Читаем Тарантелла полностью

Посмеяться есть над чем: я вам дан как сорванные с опоры качели. Слёзы смеха тоже подобны контактным линзочкам, а едкий их раствор очищает замутнённые близорукостью хрусталики, растворяет весь видимый глазами поверхностный убогий дизайн. Ваши слёзы очистят меня от налепленной длением творения оснастки, зрению в первозданной чистоте дастся возвращённый рай, все его деревья и птицы, травы и водопады, и его негасимые фонари. Очищенный от лепнины, я теперь снова восстану чист среди чистых растений сада и невинных зверей полевых: теперь без проклятого прошлого, ставь ударение на второй слог, теперь без проклятого будущего, ставь на первый, всегда только теперь. Ещё ничего не было, а проклятье жизни ещё впереди, и вот, освобождённый от оснастки истории, от заклятия судьбы, лишённый этих безобразящих мой первообраз перьев чистый дух роста — я опять наг, и больше не подвержен истории и судьбе. Их опять больше нет, а я снова есть.

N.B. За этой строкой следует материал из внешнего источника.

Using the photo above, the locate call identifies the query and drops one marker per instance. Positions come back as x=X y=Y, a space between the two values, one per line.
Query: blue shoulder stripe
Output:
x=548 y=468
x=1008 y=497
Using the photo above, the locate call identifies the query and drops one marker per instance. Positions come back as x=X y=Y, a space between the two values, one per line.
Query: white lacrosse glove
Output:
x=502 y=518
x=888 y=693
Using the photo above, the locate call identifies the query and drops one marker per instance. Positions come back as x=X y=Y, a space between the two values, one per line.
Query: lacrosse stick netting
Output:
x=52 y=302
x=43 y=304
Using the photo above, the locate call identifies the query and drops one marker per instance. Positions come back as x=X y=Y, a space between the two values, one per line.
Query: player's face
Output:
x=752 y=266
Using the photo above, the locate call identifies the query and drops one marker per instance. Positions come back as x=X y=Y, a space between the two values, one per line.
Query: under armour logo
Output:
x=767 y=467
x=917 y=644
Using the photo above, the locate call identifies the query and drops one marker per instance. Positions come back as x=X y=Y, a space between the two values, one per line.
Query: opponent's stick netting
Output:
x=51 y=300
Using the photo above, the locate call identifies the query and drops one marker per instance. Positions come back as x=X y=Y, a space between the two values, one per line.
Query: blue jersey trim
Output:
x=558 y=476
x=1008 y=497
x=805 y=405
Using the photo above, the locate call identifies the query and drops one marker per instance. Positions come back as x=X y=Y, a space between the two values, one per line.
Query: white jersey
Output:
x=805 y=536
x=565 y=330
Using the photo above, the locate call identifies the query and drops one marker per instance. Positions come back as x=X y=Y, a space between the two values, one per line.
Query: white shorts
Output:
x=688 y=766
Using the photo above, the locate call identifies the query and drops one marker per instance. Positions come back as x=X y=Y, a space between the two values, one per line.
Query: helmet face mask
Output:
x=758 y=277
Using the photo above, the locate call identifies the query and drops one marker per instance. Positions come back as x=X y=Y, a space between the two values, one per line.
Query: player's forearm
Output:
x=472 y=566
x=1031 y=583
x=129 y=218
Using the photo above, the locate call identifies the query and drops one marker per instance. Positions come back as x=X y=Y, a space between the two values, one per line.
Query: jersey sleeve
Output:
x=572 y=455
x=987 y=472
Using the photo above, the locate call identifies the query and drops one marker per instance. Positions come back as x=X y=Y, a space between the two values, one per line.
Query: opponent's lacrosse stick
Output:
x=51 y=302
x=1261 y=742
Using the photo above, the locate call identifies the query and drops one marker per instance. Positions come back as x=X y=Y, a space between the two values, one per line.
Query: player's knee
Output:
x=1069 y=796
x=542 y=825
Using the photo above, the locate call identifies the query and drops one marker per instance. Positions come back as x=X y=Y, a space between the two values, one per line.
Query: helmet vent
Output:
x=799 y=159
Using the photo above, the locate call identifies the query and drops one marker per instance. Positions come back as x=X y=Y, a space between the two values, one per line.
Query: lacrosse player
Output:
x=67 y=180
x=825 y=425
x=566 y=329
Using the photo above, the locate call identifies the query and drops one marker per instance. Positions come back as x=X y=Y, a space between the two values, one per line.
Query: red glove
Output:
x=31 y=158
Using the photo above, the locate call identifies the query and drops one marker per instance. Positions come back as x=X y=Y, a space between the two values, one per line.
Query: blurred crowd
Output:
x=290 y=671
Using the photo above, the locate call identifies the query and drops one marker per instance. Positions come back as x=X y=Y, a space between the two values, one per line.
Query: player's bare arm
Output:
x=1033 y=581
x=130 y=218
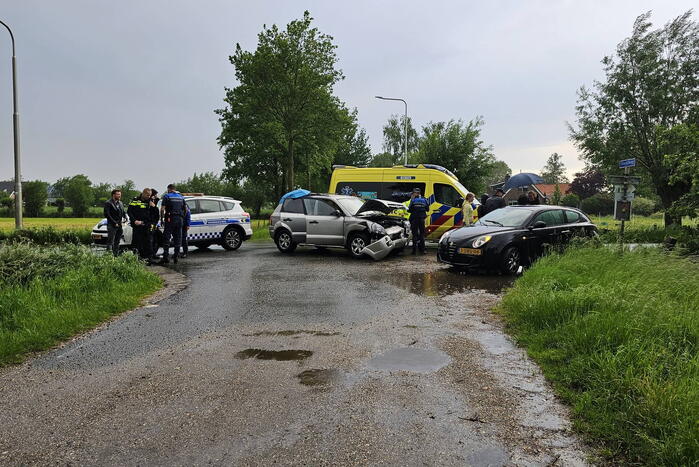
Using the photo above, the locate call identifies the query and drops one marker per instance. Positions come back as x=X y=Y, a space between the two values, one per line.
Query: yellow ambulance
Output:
x=438 y=185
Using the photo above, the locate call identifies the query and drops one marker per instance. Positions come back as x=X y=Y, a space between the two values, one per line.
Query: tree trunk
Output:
x=290 y=166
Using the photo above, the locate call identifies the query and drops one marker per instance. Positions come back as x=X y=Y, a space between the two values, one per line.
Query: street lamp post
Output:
x=15 y=125
x=405 y=122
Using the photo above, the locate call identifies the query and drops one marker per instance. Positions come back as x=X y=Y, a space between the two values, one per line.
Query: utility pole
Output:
x=405 y=123
x=15 y=126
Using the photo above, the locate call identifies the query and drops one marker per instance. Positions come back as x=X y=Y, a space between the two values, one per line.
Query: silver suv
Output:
x=374 y=228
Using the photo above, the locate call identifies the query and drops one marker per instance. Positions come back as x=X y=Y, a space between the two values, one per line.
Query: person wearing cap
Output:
x=418 y=208
x=495 y=202
x=172 y=212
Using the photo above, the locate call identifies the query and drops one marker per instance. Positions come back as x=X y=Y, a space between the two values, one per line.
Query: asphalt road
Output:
x=310 y=359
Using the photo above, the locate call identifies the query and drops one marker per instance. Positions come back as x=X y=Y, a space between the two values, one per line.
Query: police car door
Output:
x=213 y=221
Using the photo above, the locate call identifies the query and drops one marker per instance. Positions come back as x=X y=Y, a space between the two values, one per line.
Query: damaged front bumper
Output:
x=379 y=249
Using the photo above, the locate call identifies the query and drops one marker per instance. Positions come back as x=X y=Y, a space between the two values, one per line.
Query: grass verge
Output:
x=49 y=294
x=618 y=335
x=7 y=224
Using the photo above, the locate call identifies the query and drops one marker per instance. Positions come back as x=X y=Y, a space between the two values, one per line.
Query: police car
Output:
x=215 y=220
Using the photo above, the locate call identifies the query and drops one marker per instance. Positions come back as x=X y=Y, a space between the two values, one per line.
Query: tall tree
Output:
x=394 y=138
x=283 y=111
x=587 y=183
x=681 y=144
x=651 y=86
x=554 y=170
x=458 y=147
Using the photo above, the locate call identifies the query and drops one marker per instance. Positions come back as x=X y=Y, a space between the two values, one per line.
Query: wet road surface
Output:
x=311 y=359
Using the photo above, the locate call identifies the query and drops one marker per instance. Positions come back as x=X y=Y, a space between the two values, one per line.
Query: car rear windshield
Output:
x=350 y=205
x=506 y=217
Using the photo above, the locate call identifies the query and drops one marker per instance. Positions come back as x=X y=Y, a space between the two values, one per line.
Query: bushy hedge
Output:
x=601 y=204
x=643 y=207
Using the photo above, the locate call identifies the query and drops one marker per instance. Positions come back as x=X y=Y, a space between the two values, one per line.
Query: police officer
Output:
x=418 y=208
x=185 y=227
x=155 y=216
x=172 y=214
x=141 y=217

Вот, я несомненно есть, протяжённый и гладкий. Несомненно есть моя нижняя челюсть, она дана не только осязанию, её можно слышать: ей придан голос лязгающий. Есть растягивающиеся и стягивающиеся между ней и верхней челюстью сталагмиты слюны, их можно видеть, если поторопиться увидеть: этот приём краток. Его быстро сменяет хлещущая из недр пещеристой пасти пена. Её выталкивает наружу насосное движение всего тела, от одной соответствующей позы к другой. Первая из них копирует архитектуру портала, но в сравнении с дорическим — значительно усовершенствованного: это арка, выгнутая пупком вверх. Надёжные опоры арки, пятки и холка, крепко впечатываются в деревянную почву. И эта поза длится недолго, её сменяет другая, копирующая фундамент арки: тело распростёрто, прижато к полу, расплюснуто своей тяжестью. Каменная судорога схватывает мышцы, вытягивает тело в линеечку, включая ступни. Из лопнувших тапочек врастопырку торчат, подражая конечностям примата, пальцы. Всё это вместе отлично выявляет подспудное, глубоко упрятанное под наросшей лепниной человеческого тела подлинное его содержание.

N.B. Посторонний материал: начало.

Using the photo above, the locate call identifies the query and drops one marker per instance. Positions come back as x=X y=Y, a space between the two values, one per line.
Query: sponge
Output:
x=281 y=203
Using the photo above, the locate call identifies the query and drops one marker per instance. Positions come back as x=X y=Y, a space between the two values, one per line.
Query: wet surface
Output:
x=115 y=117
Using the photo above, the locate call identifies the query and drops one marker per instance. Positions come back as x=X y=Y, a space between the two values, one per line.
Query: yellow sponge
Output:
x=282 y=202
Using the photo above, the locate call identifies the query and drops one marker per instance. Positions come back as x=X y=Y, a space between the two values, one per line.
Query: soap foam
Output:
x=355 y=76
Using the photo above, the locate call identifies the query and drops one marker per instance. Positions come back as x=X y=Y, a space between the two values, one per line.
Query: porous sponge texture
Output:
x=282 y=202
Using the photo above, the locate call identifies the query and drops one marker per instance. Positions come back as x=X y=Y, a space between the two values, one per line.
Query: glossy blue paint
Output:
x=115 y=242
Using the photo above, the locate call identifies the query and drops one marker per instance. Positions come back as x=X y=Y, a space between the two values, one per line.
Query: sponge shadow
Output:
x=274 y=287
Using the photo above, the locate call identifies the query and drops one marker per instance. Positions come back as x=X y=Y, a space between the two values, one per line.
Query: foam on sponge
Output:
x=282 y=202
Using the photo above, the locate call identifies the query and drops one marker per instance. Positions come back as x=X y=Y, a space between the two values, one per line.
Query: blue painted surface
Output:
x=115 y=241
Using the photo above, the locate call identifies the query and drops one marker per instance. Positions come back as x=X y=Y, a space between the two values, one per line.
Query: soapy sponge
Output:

Необходимость связать обе позы, преодолев известное расстояние между вершиной арки и её основой, и создаёт необходимое движение. Хотя на него затрачено несколько секунд, но все секунды — фальшивый дизайн одного вечно длящегося мига, так он подаёт себя, когда хочет. А значит, и движение длится вечность, а на вечность нет и не может быть затрат, затраты и утраты свойство времени. Музыкальное сопровождение соответствует такому движению: лопатки, ягодицы и подколенки выбивают непрерывную цепь тройных ударов. Акцент на второй доле, первая становится затактом, ставится пяткой, когда стопа падает на неё с полупальцев. Такое сопровождение длится без дополнительных усилий, ведь вступление в следующий такт не требует сосредоточенного поиска приёма, не провоцирует заикания, паузы. Оно не нуждается ни в чём, только в повторе уже вполне освоенного средства, в инерции того же затакта.

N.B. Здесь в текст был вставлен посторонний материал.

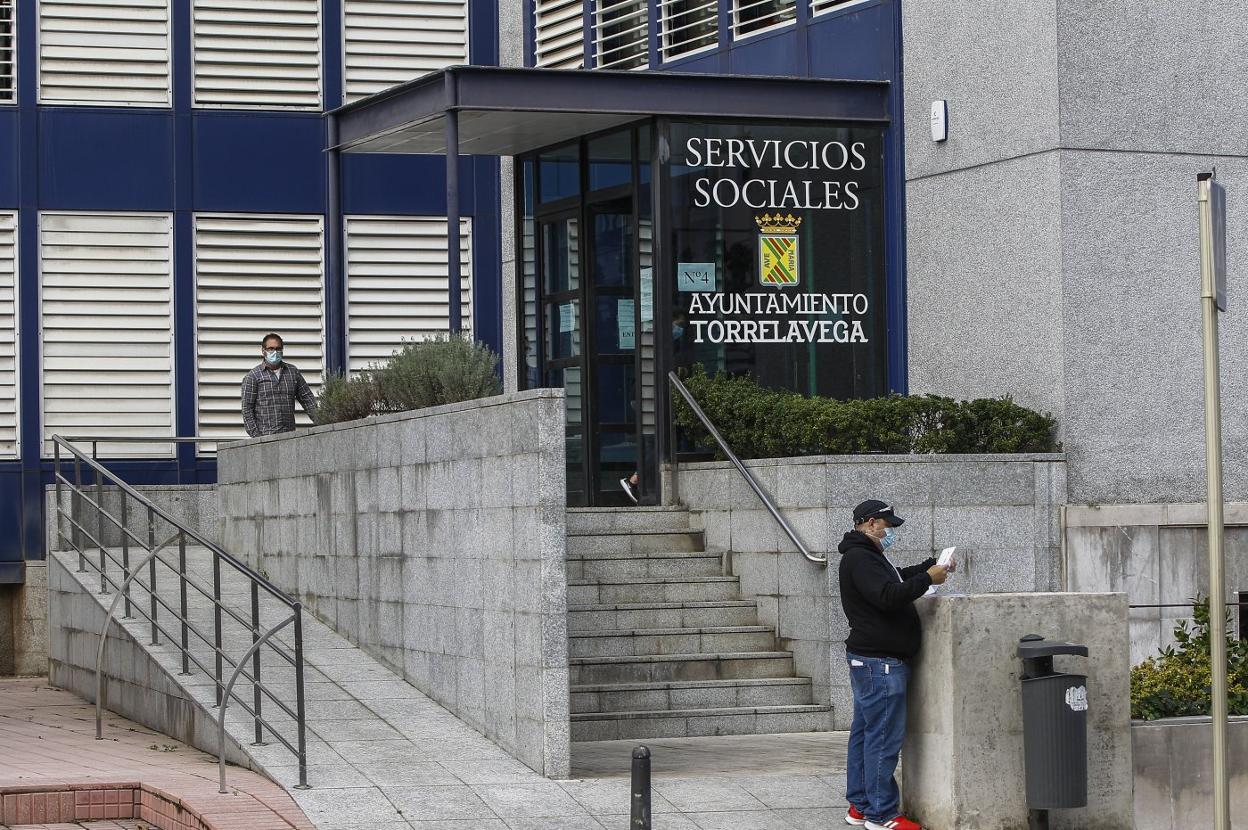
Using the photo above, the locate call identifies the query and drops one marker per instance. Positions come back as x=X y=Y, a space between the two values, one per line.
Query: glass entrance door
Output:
x=583 y=298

Battements, releves, grand jete, croisee, ecartee назад и вперёд, пассаж, пьяффе, пируэт, комбинации всех аллюров и па, углы поз в 90 градусов и 180, и сама градация — всё это уже пройдено и изъято из употребления, отработано и за ненадобностью брошено, подобно рваному зонтику на тротуаре. Всё оно отринуто, как и соответствующий ему голос повествования о нём. Наверное, оно и сейчас просвечивает сквозь новые, пока ещё безымянные позы тела и фигуры речи, но только утончённое ухо и просвещённый глаз найдут в этих просветах отринутое, и только в ином обличьи: не как утверждение — как отрицание себя, изъятие себя у себя. Ничего другого там и не найти, там ничего и не содержится, только отрицания, только изъяны.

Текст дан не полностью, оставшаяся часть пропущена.